Claro es que este supuesto punto de vista del otro, para Roger Benjamin, sobresaliente estudioso de esta  problemática de la estética orientalista, no es sino un occidentalismo más, acaso menos romántico, pero occidentalismo global a fin de cuentas.

DELACROIX: El jinete árabe
DELACROIX: El Duque de Orleans mostrando a su  amante




















Luego está la idea de los orientalismos, el plural, que no es sino la idea de la decadencia de lo oriental, esto es, lo postrromántico, no por ello de menor importancia. Pues ya no hablamos de las posibles visiones de Occidente sobre el otro, sino de las posibilidades estéticas y temáticas que el otro puede aportar, de la influencia. Una de estas es el llamado “japonismo”, sin el cual, probablemente se haría muy difícil la comprensión de autores como Manet, e incluso de movimientos como el Impresionismo. La estampa japonesa marcó el sentido de una serie de procedimientos pictóricos, que llevaban a la representación de lo sustancial latente en el plano, en el color, en el pequeño elemento decorativo, el tratamiento del espacio, o en la sugestión de la línea. Pues, lo oriental influyó sin duda en el devenir de la “formalidad”, del arte europeo finisecular. El grabado japonés gozó de predicamento y menudeó entre los artistas más destacados de las prevanguardias y vanguardias. ¿Qué no deberá el formalismo del siglo XX a esta incursión de la estampa oriental en el mundo occidental?
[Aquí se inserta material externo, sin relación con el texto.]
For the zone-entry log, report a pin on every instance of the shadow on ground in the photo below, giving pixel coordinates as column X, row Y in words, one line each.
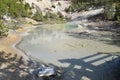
column 86, row 68
column 13, row 67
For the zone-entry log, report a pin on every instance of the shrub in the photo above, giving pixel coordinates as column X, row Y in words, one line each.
column 3, row 29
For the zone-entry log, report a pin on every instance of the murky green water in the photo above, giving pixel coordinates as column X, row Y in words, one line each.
column 54, row 44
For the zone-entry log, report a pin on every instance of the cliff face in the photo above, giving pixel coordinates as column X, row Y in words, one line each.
column 49, row 5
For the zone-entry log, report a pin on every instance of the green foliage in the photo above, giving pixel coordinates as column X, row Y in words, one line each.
column 50, row 15
column 59, row 14
column 38, row 16
column 3, row 29
column 14, row 8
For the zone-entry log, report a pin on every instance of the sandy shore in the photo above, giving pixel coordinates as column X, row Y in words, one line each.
column 8, row 43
No diremos la obra de Maeck que ha colgado en la exposición, pero sí las similares de Matisse, por caso, que beben de todas estas influencias, sesgadas incluso por su viaje a África, y en las que se confirma ya que lo oriental entra a formar parte de la expresión vanguardista.
MACKE: Mujer en un diván
Reflexiones al hilo pues, que abren todo un campo de sugerencias no ya para el espectador de cuadros de temática oriental, sino para el crítico y estudioso del arte europeo desde el siglo XVIII y aún antes.